The U.S. government said it opted to root for the Korean Trade Minister as the next WTO Director-General because of her credentials as a bona fide trade expert, who has distinguished herself as a successful trade negotiator and trade policy maker with all the skills necessary to be an effective WTO leader.

Despite U.S.' reservations, which effectively threw a spanner in Mrs Okonjo-Iweala's confirmation as WTO chief to succeed outgoing DG, Roberto Azevêdo of Brazil, the source said the Nigerian government was not worried that this would diminish the chances of its candidate emerging tops at the end of the process.

Apart from the fact that the American decision to block the consensus process was not an equivalent to the veto power exercised by member-countries of the United Nation Security Council, the source said the Nigerian presidency, the officials of the foreign affairs ministry and the campaign team in Geneva are working assiduously to get everyone on their side.

How Nigeria is pushing for Okonjo-Iweala's emergence

With Monday, November 9, 2020 already scheduled for the extraordinary meeting of the WTO General Council, the source said even if the decision would be to for members to consider a fresh vote between the two candidates, Mrs Okonjo-Iweala still stands a better chance to triumph over her Korean opponent.

"Even if the worst-case scenario of another election between the two candidates plays out on November 9, rather than the confirmation of the presentation by the Troika, we (Nigeria) are confident Mrs Okonjo-Iweala will still have the upper hand," the source said.

Analyzing Mrs Okonjo-Iweala's chances, the source said the battle was not an individual battle for the candidate, but that of Nigeria, whose President, Muhammadu Buhari, has taken the contest as a personal task that must be delivered by all means.

He said the president has not only worked the phones and exploited his contacts among his colleagues and global leaders, but also among diplomatic channels to mobilise support for the Nigerian candidate.

"The overwhelming support Mrs Okonjo-Iweala enjoyed among the 164 member-states of the WTO as shown by the support she received from virtually all the key economic power blocs in the world in the run up to the final round of consultations was a reflection of the wide engagements by Nigeria," the source said.

He said Mrs Okonjo-Iweala's advantage is that in terms of good geographical spread, her Korean opponent would be deficient, as the African group, consisting the African Union (AU) and the Economic Community of West African States (ECOWAS) were instructed to turn up as a common bloc to vote.

Apart from the cohesion of the African Group, which would be very difficult for the Korean candidate to penetrate, the source said the African ambassadors had worked assiduously to mobilise and win the support of the African-Caribbean Pacific representatives in the build up to the final consultation.

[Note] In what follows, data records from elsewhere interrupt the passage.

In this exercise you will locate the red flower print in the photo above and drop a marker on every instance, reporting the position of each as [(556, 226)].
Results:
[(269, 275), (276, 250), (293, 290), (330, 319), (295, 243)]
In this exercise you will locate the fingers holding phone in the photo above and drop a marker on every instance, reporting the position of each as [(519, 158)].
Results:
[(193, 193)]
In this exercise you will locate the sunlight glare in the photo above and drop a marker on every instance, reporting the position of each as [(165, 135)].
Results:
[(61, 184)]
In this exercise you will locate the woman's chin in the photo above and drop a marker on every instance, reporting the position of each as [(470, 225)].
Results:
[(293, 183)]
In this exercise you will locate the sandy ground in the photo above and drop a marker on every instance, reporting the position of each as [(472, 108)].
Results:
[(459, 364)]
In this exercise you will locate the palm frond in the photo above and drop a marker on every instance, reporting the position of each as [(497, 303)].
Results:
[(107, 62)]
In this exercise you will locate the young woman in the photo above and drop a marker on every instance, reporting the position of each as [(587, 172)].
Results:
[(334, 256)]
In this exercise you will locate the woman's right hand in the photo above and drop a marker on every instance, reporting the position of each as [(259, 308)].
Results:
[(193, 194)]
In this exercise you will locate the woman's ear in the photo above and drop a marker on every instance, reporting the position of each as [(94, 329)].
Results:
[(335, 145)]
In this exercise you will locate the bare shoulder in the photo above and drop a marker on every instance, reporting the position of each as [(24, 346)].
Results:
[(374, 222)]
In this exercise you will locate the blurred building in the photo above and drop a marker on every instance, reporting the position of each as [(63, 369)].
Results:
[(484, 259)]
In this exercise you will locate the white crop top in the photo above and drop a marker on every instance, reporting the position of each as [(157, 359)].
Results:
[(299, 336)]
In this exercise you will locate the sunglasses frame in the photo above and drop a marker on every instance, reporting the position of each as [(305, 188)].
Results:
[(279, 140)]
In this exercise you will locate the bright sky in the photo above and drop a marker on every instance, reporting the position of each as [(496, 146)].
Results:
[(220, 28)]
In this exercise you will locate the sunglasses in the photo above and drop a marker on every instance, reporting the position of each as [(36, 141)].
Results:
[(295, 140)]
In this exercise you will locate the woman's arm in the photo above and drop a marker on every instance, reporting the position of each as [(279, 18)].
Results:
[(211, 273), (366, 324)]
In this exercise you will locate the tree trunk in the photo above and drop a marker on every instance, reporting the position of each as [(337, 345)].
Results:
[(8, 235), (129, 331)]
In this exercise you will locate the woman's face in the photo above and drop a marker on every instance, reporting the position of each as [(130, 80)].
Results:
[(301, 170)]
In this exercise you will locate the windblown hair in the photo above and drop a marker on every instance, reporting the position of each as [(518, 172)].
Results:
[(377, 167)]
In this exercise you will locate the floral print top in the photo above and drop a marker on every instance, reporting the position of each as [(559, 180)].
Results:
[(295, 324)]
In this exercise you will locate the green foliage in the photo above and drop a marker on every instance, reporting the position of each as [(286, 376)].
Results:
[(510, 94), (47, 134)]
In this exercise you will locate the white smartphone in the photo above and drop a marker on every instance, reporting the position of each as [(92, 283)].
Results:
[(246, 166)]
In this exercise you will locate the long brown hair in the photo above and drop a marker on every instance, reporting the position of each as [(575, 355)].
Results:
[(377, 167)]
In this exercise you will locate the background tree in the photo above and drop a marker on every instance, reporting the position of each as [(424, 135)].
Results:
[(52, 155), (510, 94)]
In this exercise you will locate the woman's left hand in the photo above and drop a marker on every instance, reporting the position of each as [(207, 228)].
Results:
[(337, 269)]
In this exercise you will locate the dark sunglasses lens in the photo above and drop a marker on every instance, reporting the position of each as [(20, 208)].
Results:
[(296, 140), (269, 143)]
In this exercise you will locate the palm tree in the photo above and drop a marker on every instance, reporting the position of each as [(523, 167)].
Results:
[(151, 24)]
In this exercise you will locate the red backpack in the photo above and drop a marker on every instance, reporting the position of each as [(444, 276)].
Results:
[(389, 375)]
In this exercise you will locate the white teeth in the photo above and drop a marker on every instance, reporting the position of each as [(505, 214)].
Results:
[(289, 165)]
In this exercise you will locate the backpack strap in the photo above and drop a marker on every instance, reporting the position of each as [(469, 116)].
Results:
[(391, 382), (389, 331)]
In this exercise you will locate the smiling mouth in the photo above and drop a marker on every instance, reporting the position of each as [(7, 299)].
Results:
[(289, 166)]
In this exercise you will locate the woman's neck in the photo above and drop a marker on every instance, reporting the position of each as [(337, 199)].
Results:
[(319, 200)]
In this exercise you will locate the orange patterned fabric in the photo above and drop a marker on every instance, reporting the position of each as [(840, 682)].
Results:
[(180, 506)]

The African-Caribbean Pacific group consists of countries that make up the former colonies of the European countries, which are to vote as a common economic bloc.

Besides, the source said, the strategic mobilisation team on ground in Geneva made extensive contacts with the WTO representatives from India, China, Japan, Indonesia and the European Union to enlist their support.

Beyond all these alliances, the source said Mrs Okonjo-Iweala's enormous goodwill developed among countries around the world during her over 30 years working experience as a global finance expert with the World Bank in Asia, Africa, Europe, Latin America and North America also gave her enormous leverage to harvest support, which her Korean opponent cannot hardly march.

"So, whether the appointment would be decided through a simple majority result of two-thirds of total votes cast by all members, the Nigerian candidate is well-positioned to come out tops. She has a better chance than her Korean candidate to receive a good geographical spread in terms of votes cast.

"What will be the focus of the Nigerian Presidency and the team in Geneva ahead of the November 9 scheduled meeting of the General Council will be to step up work on the diplomatic push to bring the US back on Mrs Okonjo-Iweala's side and avoid allowing the process to go through voting again," the source said.